Monday, October 24, 2011

Star Trek: Voyager--"Muse"

“Muse” is Joe Menosky’s swan song for Star Trek Menosky has been one of my favorite writers for the franchise. He specialized in high concept stories that did not always work, but when they did, they were thought provoking experiences. I count ’Muse” among one of his best efforts. I like it not only for its quality, but for the subtle tweaks at how the series has been dumbed down more than it should have in order to fit in with network television.

I had not considered external factors affecting the series when watching VOY in the past or reviewing it now. My general assumption has been that syndicated series are considered lesser shows--aspiring writers are advised sending a spec script for syndicated series to a prospective agent is the kiss of death--but perhaps the red headed stepchild status of syndicated series applies only to the business end. Is there more creative freedom to explore tough issues and bend the rules/ Maybe so. I doubt anyone would argue network series like VOY and ENT surpass the syndicated TNG or DS9. Higher budgets, more expensive advertising, and network interference must lead to a “safer” product being put out there.

Such seems to be the underlying message of “Muse.” Menosky sounds as though he regrets being subdued by the format of the television format, wherein each act has to have a certain element in order to progress the syory predictably and a needed bit of drama at which to cut to commercial. There is no room to experiment. As I have noted above, experiment with stories is what Mrnosky is all about. If nothing else, at least we know now why television is so formulaic. There is a formula to it that every wannabe writer must learn.

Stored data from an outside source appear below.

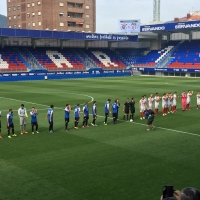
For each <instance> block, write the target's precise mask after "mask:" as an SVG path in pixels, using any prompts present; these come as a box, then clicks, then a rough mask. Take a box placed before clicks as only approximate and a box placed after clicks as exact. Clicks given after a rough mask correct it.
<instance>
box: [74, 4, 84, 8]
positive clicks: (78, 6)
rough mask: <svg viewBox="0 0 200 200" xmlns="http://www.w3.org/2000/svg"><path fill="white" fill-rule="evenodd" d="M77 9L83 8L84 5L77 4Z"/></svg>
mask: <svg viewBox="0 0 200 200" xmlns="http://www.w3.org/2000/svg"><path fill="white" fill-rule="evenodd" d="M75 7H76V8H83V4H82V3H76V4H75Z"/></svg>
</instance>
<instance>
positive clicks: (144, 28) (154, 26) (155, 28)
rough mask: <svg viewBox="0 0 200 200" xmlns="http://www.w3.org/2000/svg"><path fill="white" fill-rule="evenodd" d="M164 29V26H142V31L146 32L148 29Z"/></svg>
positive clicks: (159, 29)
mask: <svg viewBox="0 0 200 200" xmlns="http://www.w3.org/2000/svg"><path fill="white" fill-rule="evenodd" d="M163 30H165V26H157V27H156V26H153V27H152V26H145V27H144V28H142V31H143V32H148V31H163Z"/></svg>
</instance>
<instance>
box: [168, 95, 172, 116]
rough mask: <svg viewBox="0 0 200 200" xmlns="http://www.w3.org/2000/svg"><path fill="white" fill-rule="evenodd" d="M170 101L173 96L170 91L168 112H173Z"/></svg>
mask: <svg viewBox="0 0 200 200" xmlns="http://www.w3.org/2000/svg"><path fill="white" fill-rule="evenodd" d="M172 101H173V96H172V93H169V94H168V113H170V112H171V113H173V112H172Z"/></svg>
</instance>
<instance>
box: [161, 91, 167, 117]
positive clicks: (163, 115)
mask: <svg viewBox="0 0 200 200" xmlns="http://www.w3.org/2000/svg"><path fill="white" fill-rule="evenodd" d="M167 99H168V96H167V94H166V93H164V94H163V96H162V114H163V116H165V115H167Z"/></svg>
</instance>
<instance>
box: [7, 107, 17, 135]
mask: <svg viewBox="0 0 200 200" xmlns="http://www.w3.org/2000/svg"><path fill="white" fill-rule="evenodd" d="M7 129H8V138H9V139H10V138H12V137H11V136H10V129H12V136H13V137H15V136H17V135H16V134H15V132H14V124H13V110H12V109H10V110H9V113H8V114H7Z"/></svg>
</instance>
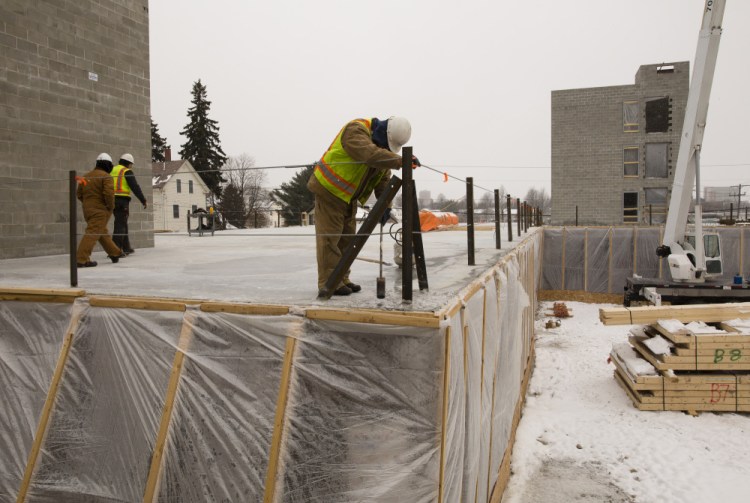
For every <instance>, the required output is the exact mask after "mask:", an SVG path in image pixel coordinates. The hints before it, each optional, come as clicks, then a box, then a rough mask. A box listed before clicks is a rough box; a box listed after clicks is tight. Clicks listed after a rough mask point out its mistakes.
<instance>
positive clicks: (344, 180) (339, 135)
mask: <svg viewBox="0 0 750 503" xmlns="http://www.w3.org/2000/svg"><path fill="white" fill-rule="evenodd" d="M353 122H358V123H359V124H361V125H362V126H363V127H365V128H366V129H367V131H368V133H370V134H372V130H371V122H370V121H369V120H367V119H356V120H354V121H353ZM347 125H348V124H347ZM345 129H346V126H344V127H343V128H341V131H339V134H338V135H336V138H334V140H333V142H331V145H330V146H329V147H328V150H326V152H325V154H323V157H322V158H321V159H320V161H318V162H317V163H316V165H315V172H314V173H315V178H317V179H318V181H319V182H320V184H321V185H322V186H323V187H325V188H326V189H327V190H328V191H329V192H330V193H331V194H333V195H334V196H336V197H338V198H339V199H341V200H343V201H344V202H346V203H349V202H350V201H351V200H352V197H354V194H355V193H356V191H357V188H358V187H359V185H360V183H361V182H362V179H363V178H364V177H365V175H366V174H367V171H368V168H367V165H366V164H365V163H362V162H358V161H355V160H354V159H352V158H351V157H350V156H349V154H347V153H346V150H344V147H343V145H342V144H341V139H342V137H343V135H344V130H345ZM381 177H382V174H380V176H378V177H376V178H377V179H378V180H379V179H380V178H381ZM365 192H367V191H365ZM369 192H372V190H370V191H369ZM369 192H368V193H367V194H362V195H363V196H366V197H365V200H366V199H367V197H368V196H369Z"/></svg>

To the story: Torres and Harry have crashed the Delta Flyer--speaking of formulaic-- on a planet that resembles a cross between ancient Greece, though not absurdly enough to fit in with some of the sillier TOS planets that are way too much like Earth. Harry jettisoned an escape pod and is missing for most of the episode. Torres is unconscious for eight days, which sounds very bad, but this is VOY, so she is perfectly fine. She is discovered by a playwright named Kelis. Somehow, he accesses the ship’s logs to learn all about Voyager and the crew. From what he learns, he writes a hit play. When his matron demands another, Kelis mines Torres for more ideas in exchange for his gathering supplies she needs to repair the Delta Flyer.

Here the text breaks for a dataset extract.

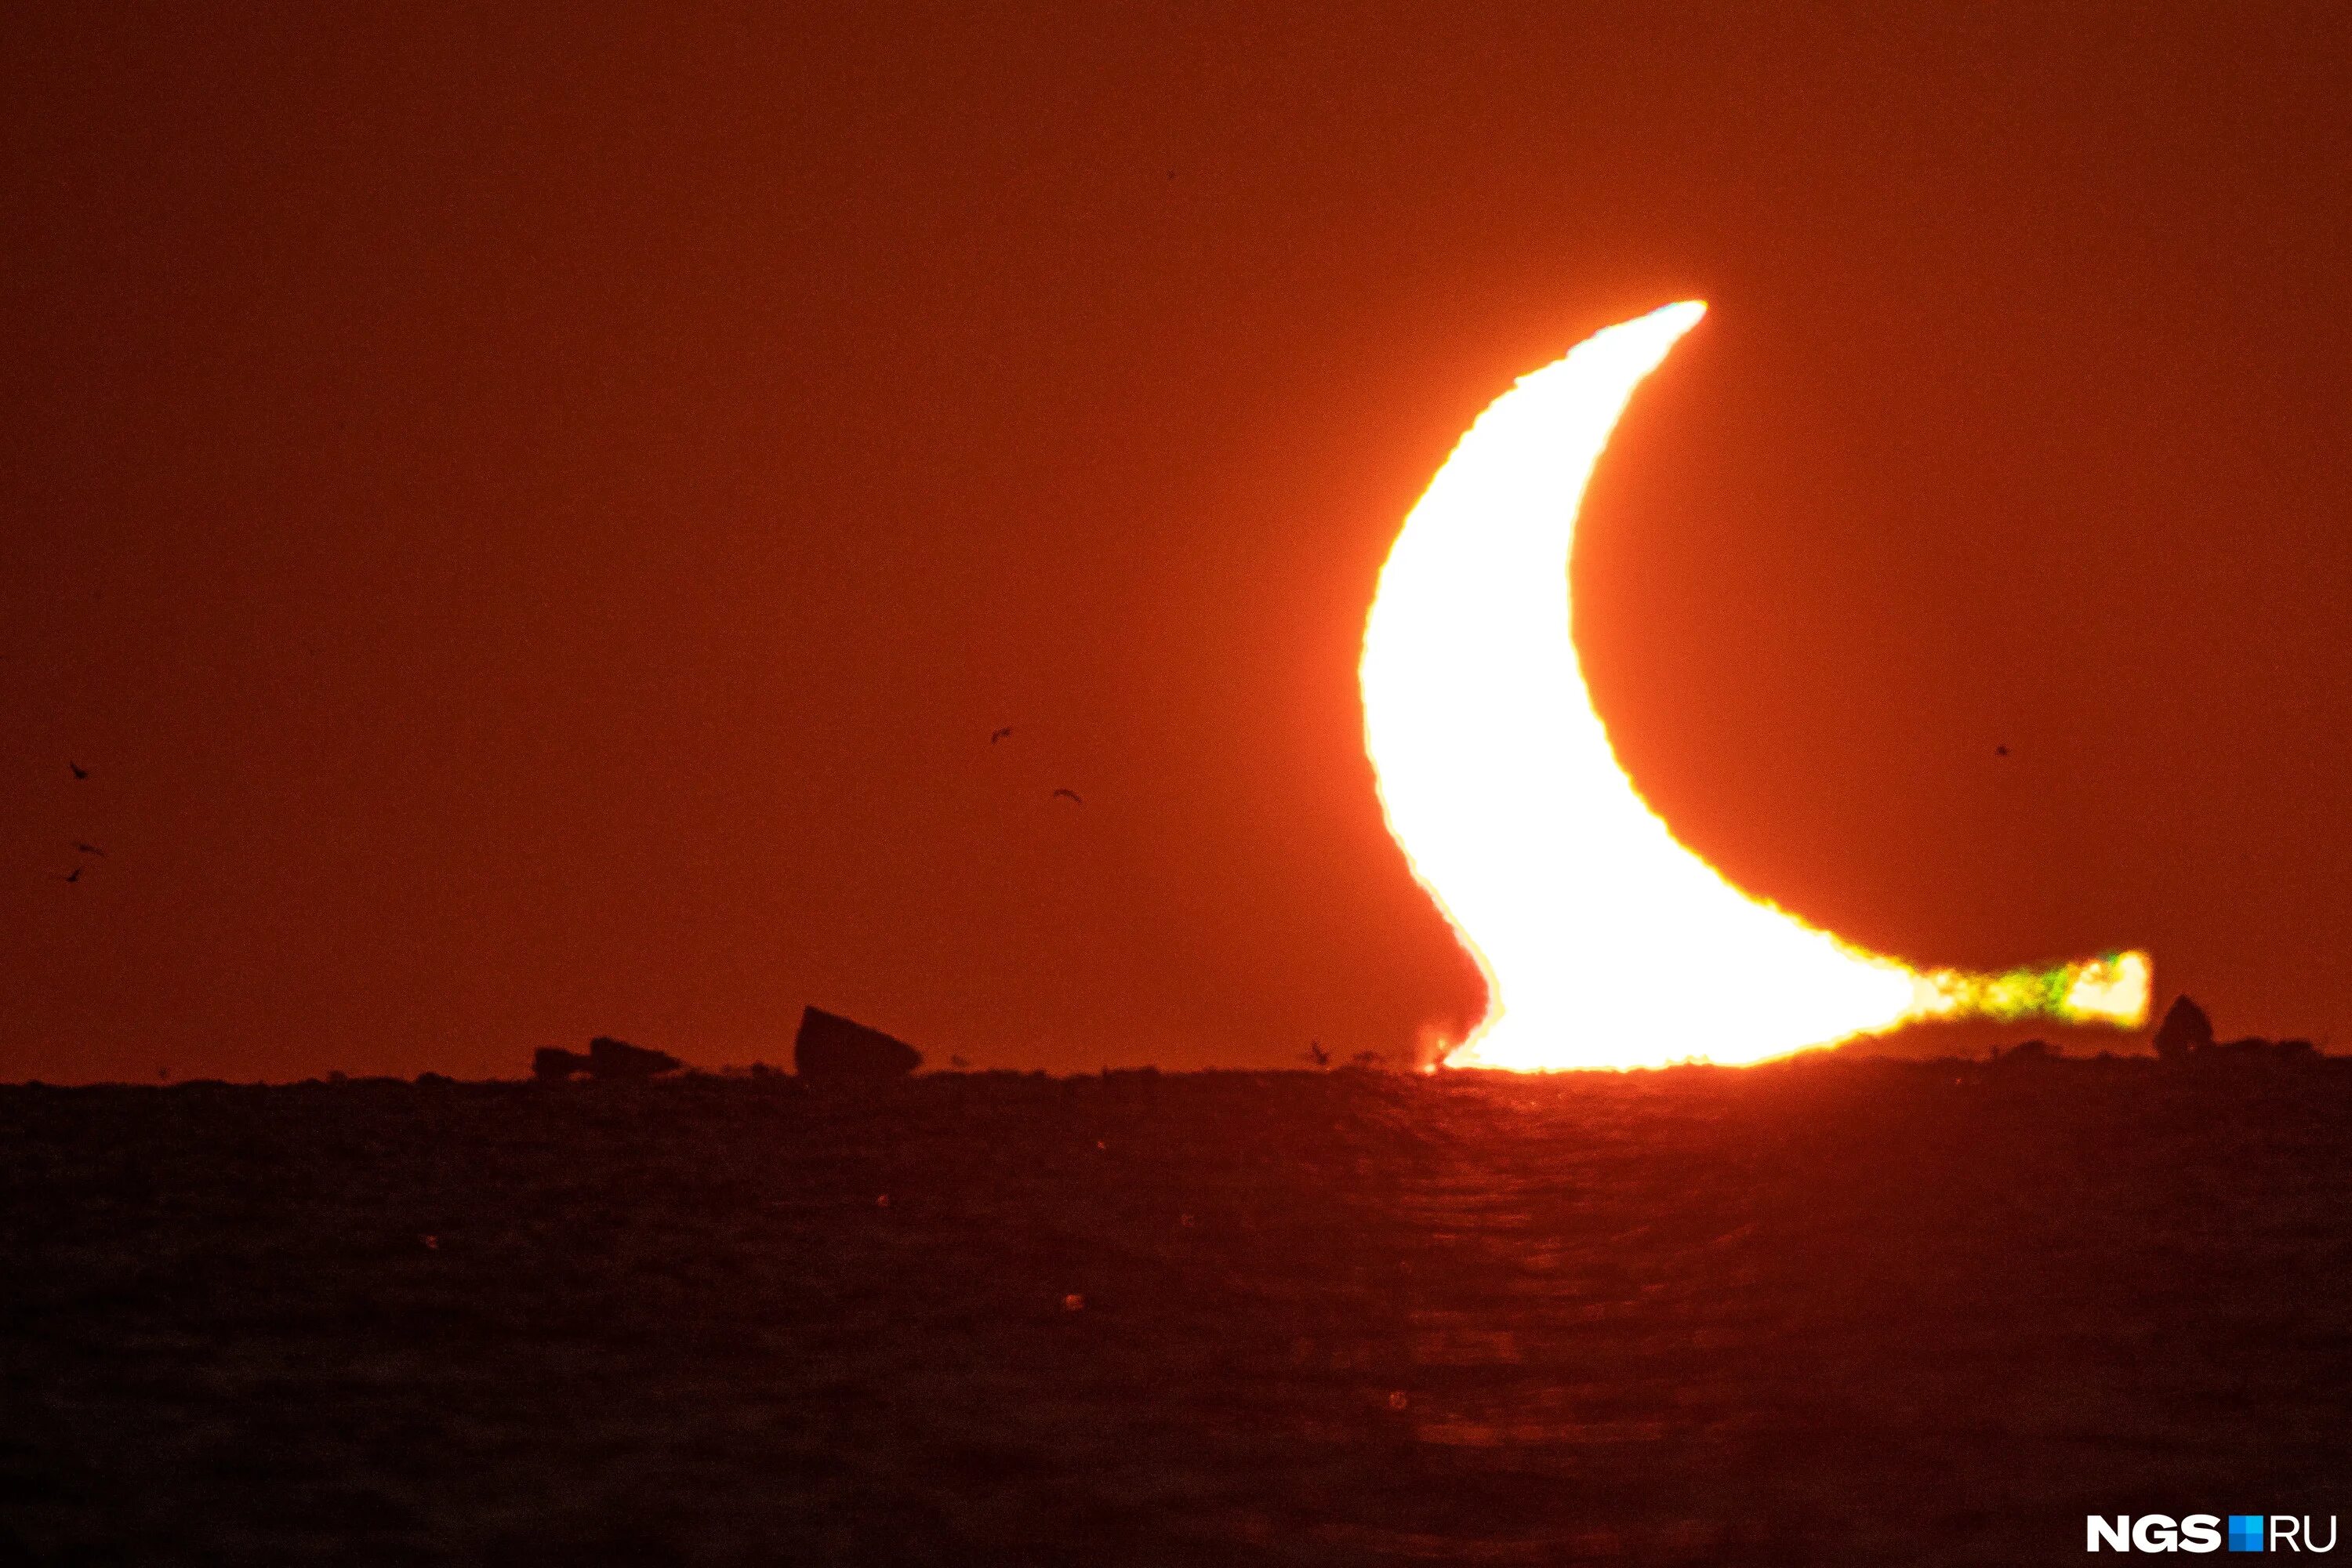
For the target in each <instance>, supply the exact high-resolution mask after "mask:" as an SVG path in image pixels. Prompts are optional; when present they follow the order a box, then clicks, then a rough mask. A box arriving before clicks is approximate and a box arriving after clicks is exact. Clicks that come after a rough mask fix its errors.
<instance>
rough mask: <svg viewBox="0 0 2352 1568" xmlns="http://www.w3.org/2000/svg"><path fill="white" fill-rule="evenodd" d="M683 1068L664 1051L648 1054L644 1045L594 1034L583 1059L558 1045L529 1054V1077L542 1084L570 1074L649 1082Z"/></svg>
mask: <svg viewBox="0 0 2352 1568" xmlns="http://www.w3.org/2000/svg"><path fill="white" fill-rule="evenodd" d="M680 1067H684V1063H680V1060H677V1058H675V1056H670V1053H668V1051H649V1048H647V1046H633V1044H628V1041H626V1039H612V1037H609V1034H597V1037H595V1039H590V1041H588V1051H586V1056H583V1053H579V1051H564V1048H562V1046H541V1048H539V1051H532V1077H534V1079H541V1081H543V1084H560V1081H562V1079H569V1077H572V1074H574V1072H586V1074H588V1077H593V1079H649V1077H659V1074H663V1072H677V1070H680Z"/></svg>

There is a war brewing in the backdrop. Kelis believes the people’s minds can be turned away from the prospect of fighting if his play can convey that love and peace should win out over the fear and hatred currently running through the people. Torres is skeptical such a thing can happen. When tensions are about to boil over into a war, the last thing people care about is love. The negative emotions are too strong. Kelis partially agrees, as does the Wise Old Man of the acting troupe. They both concede contemporary writers adhere to the same old, same old in order to manipulate the audience into feeling certain ways rather than challenging them to come to conclusions themselves.

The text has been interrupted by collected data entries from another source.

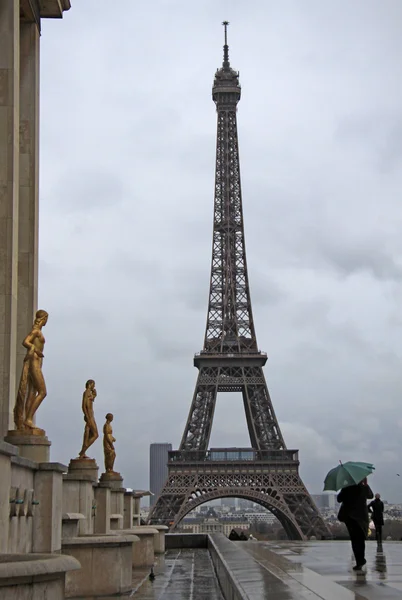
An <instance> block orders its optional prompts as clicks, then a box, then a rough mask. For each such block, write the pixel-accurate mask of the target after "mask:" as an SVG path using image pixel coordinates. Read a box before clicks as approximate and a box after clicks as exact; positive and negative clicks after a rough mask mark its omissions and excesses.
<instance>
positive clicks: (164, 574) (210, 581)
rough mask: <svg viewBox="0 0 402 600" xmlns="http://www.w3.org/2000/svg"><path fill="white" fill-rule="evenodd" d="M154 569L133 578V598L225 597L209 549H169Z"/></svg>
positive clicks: (199, 597) (223, 599) (200, 597)
mask: <svg viewBox="0 0 402 600" xmlns="http://www.w3.org/2000/svg"><path fill="white" fill-rule="evenodd" d="M154 571H155V579H154V581H150V580H149V577H148V575H149V571H148V573H147V574H146V575H145V576H144V575H143V574H142V575H140V576H139V577H138V579H139V581H137V582H134V583H136V585H135V587H134V591H133V593H132V596H131V597H132V598H133V599H134V600H224V599H223V596H222V593H221V591H220V588H219V583H218V580H217V578H216V575H215V570H214V567H213V564H212V562H211V557H210V555H209V552H208V550H206V549H205V550H204V549H183V550H168V551H167V552H166V554H165V556H164V557H163V556H161V557H160V559H159V561H158V563H156V565H155V568H154ZM141 577H142V579H141ZM141 584H142V585H141Z"/></svg>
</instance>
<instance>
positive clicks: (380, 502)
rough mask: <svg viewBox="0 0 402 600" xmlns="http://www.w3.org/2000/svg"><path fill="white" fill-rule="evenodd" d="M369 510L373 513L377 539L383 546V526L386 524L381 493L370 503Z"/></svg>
mask: <svg viewBox="0 0 402 600" xmlns="http://www.w3.org/2000/svg"><path fill="white" fill-rule="evenodd" d="M368 510H369V512H370V513H372V516H371V518H372V519H373V523H374V527H375V539H376V540H377V546H378V547H379V548H380V547H381V546H382V528H383V525H384V502H383V501H382V500H381V496H380V494H376V495H375V499H374V500H373V501H372V502H370V504H369V505H368Z"/></svg>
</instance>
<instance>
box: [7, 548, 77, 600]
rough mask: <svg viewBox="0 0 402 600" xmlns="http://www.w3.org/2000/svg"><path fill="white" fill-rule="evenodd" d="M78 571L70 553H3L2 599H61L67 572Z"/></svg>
mask: <svg viewBox="0 0 402 600" xmlns="http://www.w3.org/2000/svg"><path fill="white" fill-rule="evenodd" d="M76 570H80V563H79V562H78V560H76V559H75V558H74V557H72V556H60V554H3V555H2V556H1V562H0V598H1V600H16V599H17V598H18V600H36V599H38V600H39V599H43V598H49V599H50V598H51V600H64V598H65V593H64V589H65V579H66V573H71V571H76Z"/></svg>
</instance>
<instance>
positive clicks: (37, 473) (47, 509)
mask: <svg viewBox="0 0 402 600" xmlns="http://www.w3.org/2000/svg"><path fill="white" fill-rule="evenodd" d="M66 470H67V467H66V466H65V465H62V464H60V463H42V464H40V465H39V470H38V471H36V473H35V477H34V489H35V498H36V500H37V502H38V504H37V506H36V508H35V518H34V519H33V522H32V540H33V547H32V550H33V552H60V550H61V524H62V497H63V473H64V472H65V471H66Z"/></svg>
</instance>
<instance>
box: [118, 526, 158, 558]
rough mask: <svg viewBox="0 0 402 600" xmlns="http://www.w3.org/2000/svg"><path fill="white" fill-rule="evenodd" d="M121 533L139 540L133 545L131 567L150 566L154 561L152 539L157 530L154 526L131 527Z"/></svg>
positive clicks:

What is funny is how Kelis’ play in progress resembles VOY as a series, warts and all. Janeway and Chakotay are thrust into an implausible romance devoid of any emotion, which is exactly what the romance would be like, contrary to those fans clamoring for it. The actor playing Tuvok resents the emotionless part because it limits his range. The audience might think he is a bad actor because of how dry the character is. Janeway is on a quest to murder the Borg Queen in a brutal act of revenge in which she does not care who is injured in the process, yet tosses her plan aside in the end when one suspects it might be wise to go through with it. Because, you know, Janeway is crazy. The play is presented as absurd because Kelis is not getting it right according to Torres, yet he is actually spot on.

If there is any problem with “Muse,” is is the ending in which Torres herself improvises the conclusion to the play, beaming out at the last moment in a dazzling display. The smash ending presumably convinces the people to silence the war drums, but I am skeptical there is enough juice in order to accomplish that. It is left up in the air, so I suppose it is reasonable to assume it did not, but that preventing the war is an issue that matters only to Kelis. The play’s the thing, so to speak.

“Muse" is a very good episode. I have a hunch Menosky might have been given more freedom to make it that way since it was to be his final script. There are no explosions, gun battles, weird aliens, or an angst moral dilemma. There are not even a whole lot of science fiction elements. The episode is almost entirely Torres and Kelis working through their respective tasks while relying on each other for aid and insight. It is a breath of fresh air among many really bad, clichéd episodes.